Погоревав с годик для приличия, Таркин озаботился новой женитьбой. Вопрос престолонаследия к тому времени стоял уже достаточно остро: ни одна из придворных дам, осчастливленных вниманием монарха, не понесла бастарда, хотя мечтали об этом, конечно же, все, начиная от замужних аристократок и заканчивая юной помощницей судомойки. То ли проклятье какое лежало на королевской семье, то ли болезнь точила венценосные тела, но проблема с детьми, как законными, так уж хоть бы и внебрачными, встала во весь рост.
Таркин подошёл к делу серьёзно. Для начала он наотрез отверг все портретики возможных претенденток на руку, сердце и корону, которыми его буквально завалили послы и придворные. Потом начал наводить справки и, в конце концов, сделал свой выбор.
Ирла, родом с Неварского архипелага, почти не имела шансов выйти замуж за соотечественника. На островах ценились совсем иные женщины – высокие, сильные, статные, полногрудые и крутобёдрые, с мускулистыми руками, способными и вёслами грести, и полные рыбы сети тянуть, и при необходимости за рукоять боевого топора взяться. Даже девушки из правящей княжеской семьи не чурались тренировок с оружием и земледелия, а уж гребля и вовсе почиталась таким же обязательным занятием для островных аристократок, как рукоделие или врачевание. Ирла же была нежным цветком – тоненькая, хрупкая, невысокая, с маленькими ручками и стройными ножками, широко распахнутыми наивными глазами и пухлыми губками. С большинством островитян её роднил лишь цвет волос – удивительно светлый, почти белый. Как этакое чудо появилось на свет в Неварской княжеской семье – загадка. Или, скорее, неудачная шутка Луноликой. И родители её, и братья с сёстрами были типичными уроженцами архипелага – все как на подбор смуглые, высокие, крепкие, с узкими от постоянного прищуривания глазами и волосами, пропитанными солью.
– В семье не без урода. И в кого только такая уродилась? – вздыхала княгиня Неварская, пристально разглядывая неудавшуюся дочь. Жалости никакой к собственному чаду эта жёсткая женщина не испытывала: нежизнеспособных телят и поросят всегда без лишних сантиментов умерщвляли, дабы не тратить на них ресурсы, которые пригодятся здоровым животным. А слабых и хилых младенцев ещё сто лет назад спокойно приносили в жертву морю, прося у него полных рыбы сетей, хорошей погоды и многочисленный приплод.

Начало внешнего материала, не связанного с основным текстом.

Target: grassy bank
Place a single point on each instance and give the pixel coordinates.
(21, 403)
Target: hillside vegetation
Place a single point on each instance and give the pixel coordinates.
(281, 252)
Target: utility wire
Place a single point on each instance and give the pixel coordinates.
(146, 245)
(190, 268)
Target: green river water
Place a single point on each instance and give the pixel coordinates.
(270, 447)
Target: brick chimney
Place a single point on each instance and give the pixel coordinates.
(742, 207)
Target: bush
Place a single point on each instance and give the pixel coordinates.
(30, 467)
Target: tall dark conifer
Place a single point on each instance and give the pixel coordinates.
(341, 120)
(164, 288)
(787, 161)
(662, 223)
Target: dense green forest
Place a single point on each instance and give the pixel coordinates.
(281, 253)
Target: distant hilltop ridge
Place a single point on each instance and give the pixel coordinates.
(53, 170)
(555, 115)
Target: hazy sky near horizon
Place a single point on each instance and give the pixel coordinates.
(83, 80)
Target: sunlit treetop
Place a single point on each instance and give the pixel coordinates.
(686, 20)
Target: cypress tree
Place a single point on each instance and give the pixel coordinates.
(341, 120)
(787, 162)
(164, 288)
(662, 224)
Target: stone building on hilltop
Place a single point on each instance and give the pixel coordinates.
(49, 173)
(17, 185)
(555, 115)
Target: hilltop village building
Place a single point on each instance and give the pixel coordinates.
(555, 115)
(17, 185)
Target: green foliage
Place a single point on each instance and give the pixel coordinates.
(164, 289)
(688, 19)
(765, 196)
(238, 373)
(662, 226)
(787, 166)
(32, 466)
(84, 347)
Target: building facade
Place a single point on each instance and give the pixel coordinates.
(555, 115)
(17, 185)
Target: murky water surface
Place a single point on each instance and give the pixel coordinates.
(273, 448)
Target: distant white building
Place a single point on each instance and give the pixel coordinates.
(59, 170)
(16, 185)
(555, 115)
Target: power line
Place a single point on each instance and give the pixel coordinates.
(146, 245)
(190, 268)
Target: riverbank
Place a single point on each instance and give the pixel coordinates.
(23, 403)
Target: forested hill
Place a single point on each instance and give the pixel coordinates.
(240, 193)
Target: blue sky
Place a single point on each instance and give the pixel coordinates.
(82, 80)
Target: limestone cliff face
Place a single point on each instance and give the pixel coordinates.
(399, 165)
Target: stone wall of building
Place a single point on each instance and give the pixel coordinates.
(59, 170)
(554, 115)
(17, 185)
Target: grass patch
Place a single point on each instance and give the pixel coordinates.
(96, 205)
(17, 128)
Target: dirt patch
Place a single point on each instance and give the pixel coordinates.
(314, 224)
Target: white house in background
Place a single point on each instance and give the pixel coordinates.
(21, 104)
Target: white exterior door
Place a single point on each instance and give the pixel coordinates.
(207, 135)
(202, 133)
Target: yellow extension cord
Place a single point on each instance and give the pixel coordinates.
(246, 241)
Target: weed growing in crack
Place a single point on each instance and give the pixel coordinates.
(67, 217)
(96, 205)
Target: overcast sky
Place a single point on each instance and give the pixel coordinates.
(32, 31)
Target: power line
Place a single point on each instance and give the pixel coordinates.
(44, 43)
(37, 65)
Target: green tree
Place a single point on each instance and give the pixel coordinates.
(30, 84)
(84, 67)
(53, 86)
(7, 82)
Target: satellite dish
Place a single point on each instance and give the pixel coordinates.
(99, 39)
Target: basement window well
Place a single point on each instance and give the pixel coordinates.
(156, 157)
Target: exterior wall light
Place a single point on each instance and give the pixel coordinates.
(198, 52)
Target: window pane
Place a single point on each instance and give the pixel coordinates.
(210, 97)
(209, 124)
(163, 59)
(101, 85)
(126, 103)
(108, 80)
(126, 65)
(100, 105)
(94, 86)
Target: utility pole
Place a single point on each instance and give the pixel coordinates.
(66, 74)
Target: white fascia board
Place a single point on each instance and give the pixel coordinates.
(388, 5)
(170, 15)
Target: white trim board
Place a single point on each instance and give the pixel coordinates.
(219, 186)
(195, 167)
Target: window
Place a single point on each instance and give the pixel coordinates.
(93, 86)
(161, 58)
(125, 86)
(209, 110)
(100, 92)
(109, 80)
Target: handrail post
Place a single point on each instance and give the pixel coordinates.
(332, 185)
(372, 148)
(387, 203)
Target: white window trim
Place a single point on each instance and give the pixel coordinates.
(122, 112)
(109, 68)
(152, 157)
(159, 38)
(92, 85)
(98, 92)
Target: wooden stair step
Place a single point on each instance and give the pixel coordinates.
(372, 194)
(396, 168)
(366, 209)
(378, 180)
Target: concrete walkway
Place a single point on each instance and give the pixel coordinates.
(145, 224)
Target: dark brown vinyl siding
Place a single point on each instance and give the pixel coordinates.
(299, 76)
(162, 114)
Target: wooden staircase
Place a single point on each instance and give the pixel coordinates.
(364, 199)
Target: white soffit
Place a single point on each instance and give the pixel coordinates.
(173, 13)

А ныне, вишь ты, цивилизованный век на дворе! И изволь теперь растить дочь, такую тщедушную, болезненную, страшненькую, и ломать голову – куда девать её по достижении брачного возраста. Засидеться в девках – великий позор и для островитянки, и для её семьи; найти же желающего на такой завалященький товарец, как хилая Ирла, – так это, наверное, на край света ехать надобно, да ещё и приплатить побольше, чтоб женишок, разглядев, какое сомнительное сокровище ему подсунули, не попытался вернуть княжну под отчий кров.
Но, видимо, судьба была у Таркина подбирать негодящих невест. Нет, свой резон, конечно, был в обоих случаях – в первый раз он женился по политическим мотивам, обеспечивая себе поддержку венценосного брата своей супруги. Вторая жена тоже не с печки кубарем свалилась – безмерно обрадованный нежданному жениху князь щедрой рукой отмерил нелюбимой дочери богатое приданое и пообещал в случае военных конфликтов прикрывать зятьку спину. Таркин же блюл свои интересы – невеста была из многодетной семьи, и все семеро её братьев и сестёр отличались отменным здоровьем, а те, кто уже заключил браки, успели не единожды стать родителями. Поэтому король Осигора питал вполне обоснованные надежды на успешное разрешение династического вопроса с помощью островитянки – авось плодовитость матушки передалась и дочери. Помимо всего прочего, страшненькая для островитян девушка по меркам материка была просто сказочной красавицей.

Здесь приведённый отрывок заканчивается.